From that moment Guy’s world disintegrates as he’s under suspicion for his wife’s murder. A baffling series of events seem to show that he’s been expertly framed as he struggles to find the truth before he’s arrested. The plot is full of the dazzling twists and cliff-hangers that were Francis Durbridge’s trademark. Guy starts to wonder just how well he knew his wife and who is out to destroy him?

Peter Barkworth was superb in a role that’s akin to Hitchcock with its innocent-in-peril theme. He was always one of my favourite actors, effortlessly natural and completely believable. He taught many distinguished actors at R.A.D.A and wrote several books about acting.

The supporting cast are also very good, including Moira Redmond, Joan Benham, Ronald Fraser and Ray Lonnen. Philip Voss is quietly compelling as the enigmatic police inspector.

Much of the drama takes place in the Fosters’ London flat which gives the feeling of watching a stage play and adds to the tense atmosphere. Melissa feels like a masterclass in acting and the scriptwriting of suspense. And it’s a great pleasure to see actors from television’s golden age of drama.

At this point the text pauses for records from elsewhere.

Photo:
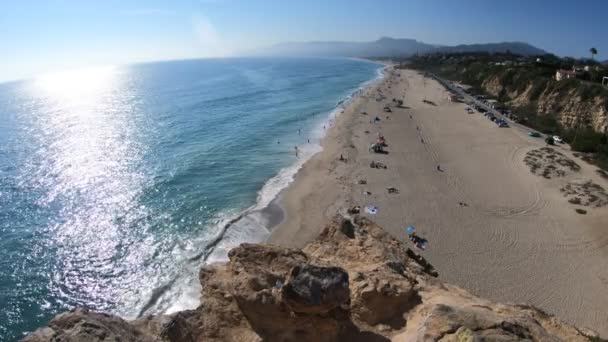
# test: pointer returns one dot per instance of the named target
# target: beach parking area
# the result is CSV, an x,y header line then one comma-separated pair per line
x,y
494,225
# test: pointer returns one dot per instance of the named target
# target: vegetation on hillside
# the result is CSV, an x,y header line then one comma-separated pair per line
x,y
533,76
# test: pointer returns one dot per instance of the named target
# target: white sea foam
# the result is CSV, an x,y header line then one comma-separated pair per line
x,y
250,225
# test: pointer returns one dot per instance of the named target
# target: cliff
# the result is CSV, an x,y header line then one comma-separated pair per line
x,y
353,283
528,85
573,104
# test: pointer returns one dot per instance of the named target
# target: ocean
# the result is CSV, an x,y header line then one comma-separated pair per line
x,y
118,182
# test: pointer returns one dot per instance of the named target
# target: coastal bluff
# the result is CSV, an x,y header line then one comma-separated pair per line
x,y
355,282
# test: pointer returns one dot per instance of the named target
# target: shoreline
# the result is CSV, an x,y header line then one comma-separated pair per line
x,y
286,198
276,212
515,238
264,216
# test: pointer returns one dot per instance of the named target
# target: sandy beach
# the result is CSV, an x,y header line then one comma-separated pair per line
x,y
493,226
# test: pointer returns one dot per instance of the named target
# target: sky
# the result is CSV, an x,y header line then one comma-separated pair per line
x,y
51,35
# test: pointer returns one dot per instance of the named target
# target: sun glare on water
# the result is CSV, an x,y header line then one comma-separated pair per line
x,y
78,84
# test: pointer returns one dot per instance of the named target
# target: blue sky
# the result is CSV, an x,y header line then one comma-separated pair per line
x,y
43,36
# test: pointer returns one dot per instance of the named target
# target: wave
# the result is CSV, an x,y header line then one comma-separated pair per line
x,y
250,225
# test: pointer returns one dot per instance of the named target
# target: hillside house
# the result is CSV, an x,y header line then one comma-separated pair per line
x,y
564,74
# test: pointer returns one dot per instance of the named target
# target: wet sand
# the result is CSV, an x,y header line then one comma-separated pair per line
x,y
493,227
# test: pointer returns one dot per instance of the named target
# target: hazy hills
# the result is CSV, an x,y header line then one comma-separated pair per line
x,y
386,46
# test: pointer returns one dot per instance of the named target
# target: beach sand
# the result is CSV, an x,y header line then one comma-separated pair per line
x,y
515,239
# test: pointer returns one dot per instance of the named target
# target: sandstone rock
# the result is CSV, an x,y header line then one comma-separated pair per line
x,y
316,290
354,283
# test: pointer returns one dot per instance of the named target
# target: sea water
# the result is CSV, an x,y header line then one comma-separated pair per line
x,y
118,182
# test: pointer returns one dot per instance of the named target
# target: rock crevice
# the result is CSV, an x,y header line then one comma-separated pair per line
x,y
355,282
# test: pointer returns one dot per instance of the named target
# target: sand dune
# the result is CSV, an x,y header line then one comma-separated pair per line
x,y
494,227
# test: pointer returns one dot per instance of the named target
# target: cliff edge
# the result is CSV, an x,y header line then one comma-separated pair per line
x,y
353,283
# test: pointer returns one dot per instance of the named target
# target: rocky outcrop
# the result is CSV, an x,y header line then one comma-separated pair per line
x,y
550,97
354,283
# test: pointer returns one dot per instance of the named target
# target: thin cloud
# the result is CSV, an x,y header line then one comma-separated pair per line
x,y
209,39
148,12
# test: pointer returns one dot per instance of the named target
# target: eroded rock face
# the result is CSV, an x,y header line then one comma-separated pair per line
x,y
354,283
314,289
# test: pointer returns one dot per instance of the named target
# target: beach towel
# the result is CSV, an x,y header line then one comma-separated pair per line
x,y
371,209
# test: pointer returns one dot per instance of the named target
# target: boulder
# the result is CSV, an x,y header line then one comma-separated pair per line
x,y
316,290
355,282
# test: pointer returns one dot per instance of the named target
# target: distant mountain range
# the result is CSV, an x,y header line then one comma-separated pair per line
x,y
387,47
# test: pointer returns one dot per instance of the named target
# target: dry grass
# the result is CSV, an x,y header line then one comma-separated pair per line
x,y
549,163
587,194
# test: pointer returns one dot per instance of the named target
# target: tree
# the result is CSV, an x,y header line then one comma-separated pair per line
x,y
593,52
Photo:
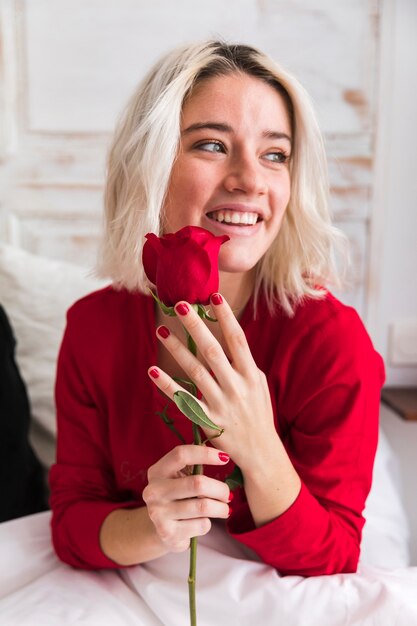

This was the second version of Melissa, the first was televised in 1964. Francis Durbridge then adapted his script into a novel – something he often did -published as My Wife Melissa three years later. In a prolific career Durbridge (1912-98) wrote forty-three novels, some in collaboration, seven stage plays and umpteen radio, film and television scripts. His most famous character was of course Paul Temple, closely followed by Tim Frazer.

Melissa is highly recommended and we’re looking forward to getting more of Francis Durbridge’s surviving dramas. It’s a sad loss that so many tapes were wiped by the BBC in the Sixties.